Leonie Kolburg, or Leo, is a princess of a nearly defunct ship. She hates her title. Because of it, she lost the one person that made her feel normal. The title is little more than a status symbol anyways. Leo’s family, along with many others, are near destitute. Years in space with no form of income and lots of expenses is finally taking its toll. With the Valg Season upon them, Leo’s father is forcing her to marry, not for love but money. She must find a wealthy husband to secure her family’s financial freedom. Otherwise their ship (and titles) will be gone.
While attending the Valg Season, Leo talks her father into staying in the Royal chambers aboard the Scandinavian, the ship hosting this year and her mother’s home ship. In doing this, they can rent out their ship and make a little money. What Leo doesn’t count on is her former fiance and his new friends renting it. Elliot is now a wealthy, successful captain of a whiskey ship, and like Leo, is entering the Valg Season. But Elliot’s motives aren’t entirely pure.

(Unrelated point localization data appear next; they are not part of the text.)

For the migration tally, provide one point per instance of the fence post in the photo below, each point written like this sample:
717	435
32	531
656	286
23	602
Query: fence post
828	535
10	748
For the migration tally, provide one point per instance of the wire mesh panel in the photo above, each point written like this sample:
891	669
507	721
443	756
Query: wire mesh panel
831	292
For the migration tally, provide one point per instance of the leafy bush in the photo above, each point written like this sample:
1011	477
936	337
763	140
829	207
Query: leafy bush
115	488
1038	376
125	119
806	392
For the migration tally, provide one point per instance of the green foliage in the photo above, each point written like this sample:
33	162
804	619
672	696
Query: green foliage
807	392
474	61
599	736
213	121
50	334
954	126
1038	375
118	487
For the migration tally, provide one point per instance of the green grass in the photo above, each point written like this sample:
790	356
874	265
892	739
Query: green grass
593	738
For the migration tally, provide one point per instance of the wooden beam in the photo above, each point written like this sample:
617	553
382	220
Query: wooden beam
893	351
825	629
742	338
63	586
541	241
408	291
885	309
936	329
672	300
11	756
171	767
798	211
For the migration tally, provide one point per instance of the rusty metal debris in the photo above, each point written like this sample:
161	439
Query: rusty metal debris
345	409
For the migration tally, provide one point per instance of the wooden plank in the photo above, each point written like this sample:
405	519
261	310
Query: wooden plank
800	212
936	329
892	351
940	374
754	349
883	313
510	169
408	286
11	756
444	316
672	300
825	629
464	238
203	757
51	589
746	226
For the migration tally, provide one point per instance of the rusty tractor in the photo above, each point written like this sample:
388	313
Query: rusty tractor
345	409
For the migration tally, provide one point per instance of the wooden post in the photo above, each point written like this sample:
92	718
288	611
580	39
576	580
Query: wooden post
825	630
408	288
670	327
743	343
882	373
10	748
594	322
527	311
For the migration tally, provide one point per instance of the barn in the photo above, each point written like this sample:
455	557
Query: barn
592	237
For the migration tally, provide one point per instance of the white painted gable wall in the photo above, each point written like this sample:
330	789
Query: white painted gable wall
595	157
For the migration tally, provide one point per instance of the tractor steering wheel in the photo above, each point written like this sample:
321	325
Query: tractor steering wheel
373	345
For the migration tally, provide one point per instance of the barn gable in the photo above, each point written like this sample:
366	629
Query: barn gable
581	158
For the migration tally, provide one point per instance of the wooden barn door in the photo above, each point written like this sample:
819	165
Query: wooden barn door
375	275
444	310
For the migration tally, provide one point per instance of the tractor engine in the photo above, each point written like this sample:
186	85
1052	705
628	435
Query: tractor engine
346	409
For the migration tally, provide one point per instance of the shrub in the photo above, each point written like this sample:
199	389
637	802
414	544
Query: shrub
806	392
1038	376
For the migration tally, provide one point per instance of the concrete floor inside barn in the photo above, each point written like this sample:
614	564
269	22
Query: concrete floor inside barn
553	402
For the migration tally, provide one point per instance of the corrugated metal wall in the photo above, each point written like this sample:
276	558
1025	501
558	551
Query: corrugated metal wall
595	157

What is the Valg Season? It’s like a coming out party (think Victorian England) for society. The bloodlines on the ships are running a little too thin. If you don’t want to marry a cousin or other relative, you enter the Valg Season which lasts a few weeks. Glittering balls, speed dating, dinners and dancing, among many other events fill up the weeks so the eligible candidates have a chance to mingle, meet and choose a spouse.
I’ll be honest, this aspect of the book while seeming to be the main plot (at least from the blurb) actually doesn’t take up as much as one would think. I expected more from it and had hoped to learn more about why they’re in space. In truth, it could have been set on Earth or another planet and the storyline not changed. The plot really focuses on the romance and the mystery surrounding Elliot’s return.

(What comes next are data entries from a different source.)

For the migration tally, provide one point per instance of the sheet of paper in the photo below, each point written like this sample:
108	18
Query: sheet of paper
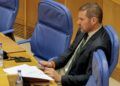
28	71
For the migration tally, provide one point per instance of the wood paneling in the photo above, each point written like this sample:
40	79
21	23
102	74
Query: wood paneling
112	14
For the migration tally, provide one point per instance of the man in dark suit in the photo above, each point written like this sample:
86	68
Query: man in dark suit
90	37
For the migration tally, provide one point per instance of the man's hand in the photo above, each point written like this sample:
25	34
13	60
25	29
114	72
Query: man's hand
46	64
52	73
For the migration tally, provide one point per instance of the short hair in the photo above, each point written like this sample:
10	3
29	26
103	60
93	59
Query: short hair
93	10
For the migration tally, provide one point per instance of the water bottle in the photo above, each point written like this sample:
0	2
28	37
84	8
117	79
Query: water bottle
19	81
1	55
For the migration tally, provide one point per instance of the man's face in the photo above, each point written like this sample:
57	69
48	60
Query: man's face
84	22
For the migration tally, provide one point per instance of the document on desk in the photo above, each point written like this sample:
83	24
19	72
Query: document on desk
28	71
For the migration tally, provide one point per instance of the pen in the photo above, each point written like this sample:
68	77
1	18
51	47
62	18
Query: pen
40	66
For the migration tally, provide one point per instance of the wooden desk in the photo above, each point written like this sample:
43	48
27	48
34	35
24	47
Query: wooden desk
10	46
3	78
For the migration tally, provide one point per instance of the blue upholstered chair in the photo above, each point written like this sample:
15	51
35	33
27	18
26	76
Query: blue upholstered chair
100	72
53	30
8	12
115	48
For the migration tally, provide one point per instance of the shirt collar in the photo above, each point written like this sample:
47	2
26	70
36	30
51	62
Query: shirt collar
93	32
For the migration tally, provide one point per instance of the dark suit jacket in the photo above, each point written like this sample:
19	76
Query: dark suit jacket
82	67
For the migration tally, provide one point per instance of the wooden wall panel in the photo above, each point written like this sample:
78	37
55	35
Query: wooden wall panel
112	14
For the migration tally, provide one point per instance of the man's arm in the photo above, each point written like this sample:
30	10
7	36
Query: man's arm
77	80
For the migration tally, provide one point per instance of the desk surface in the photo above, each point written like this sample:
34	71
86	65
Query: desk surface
9	46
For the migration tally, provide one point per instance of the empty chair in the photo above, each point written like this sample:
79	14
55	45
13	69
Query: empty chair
53	30
100	72
115	48
8	12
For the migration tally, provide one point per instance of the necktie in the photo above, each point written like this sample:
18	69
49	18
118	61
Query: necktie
77	52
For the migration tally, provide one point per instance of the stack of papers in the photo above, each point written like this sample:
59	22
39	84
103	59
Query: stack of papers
28	71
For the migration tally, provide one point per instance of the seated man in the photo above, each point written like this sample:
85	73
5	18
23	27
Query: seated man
90	37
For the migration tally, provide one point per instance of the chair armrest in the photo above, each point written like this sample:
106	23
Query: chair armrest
8	31
91	81
24	41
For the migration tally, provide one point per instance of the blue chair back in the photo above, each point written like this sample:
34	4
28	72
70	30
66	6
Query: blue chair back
53	31
100	72
8	12
115	48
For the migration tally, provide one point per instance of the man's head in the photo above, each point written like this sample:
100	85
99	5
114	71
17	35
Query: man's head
89	17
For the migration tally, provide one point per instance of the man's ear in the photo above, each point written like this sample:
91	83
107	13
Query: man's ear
94	20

While I really liked Leo, the other characters fell flat for me, even Elliot. There were many times I had to check to see who Leo was interacting with because there was no depth. There is however plenty of representation from race to sexuality. It was as if the author had a list she could that she was checking off….lesbian check, asian check, mocha skin color check. Maybe it was just me, but it felt off and forced, and honestly the characters could have been any skin color or sexual orientation and it wouldn’t have impacted their story.
Overall I’m torn. I really enjoyed some aspects of The Stars We Steal. I loved Leo, her tenacity and forward thinking (because for this to be set so many years in the future, I felt as if I’d stepped back in time). I enjoyed how Donne weaved her own tale through Austen’s Persuasion. There is enough of the original story that it made me smile. However, if like me you are looking for a space opera, or at least a science fiction, this isn’t it. Yes, they are on a ship in space, but that’s the extent of it. The Stars We Steal is a unique take on social status and inequality set in the beautiful expanse of space. If you enjoy light science fiction with a little romance, I recommend it.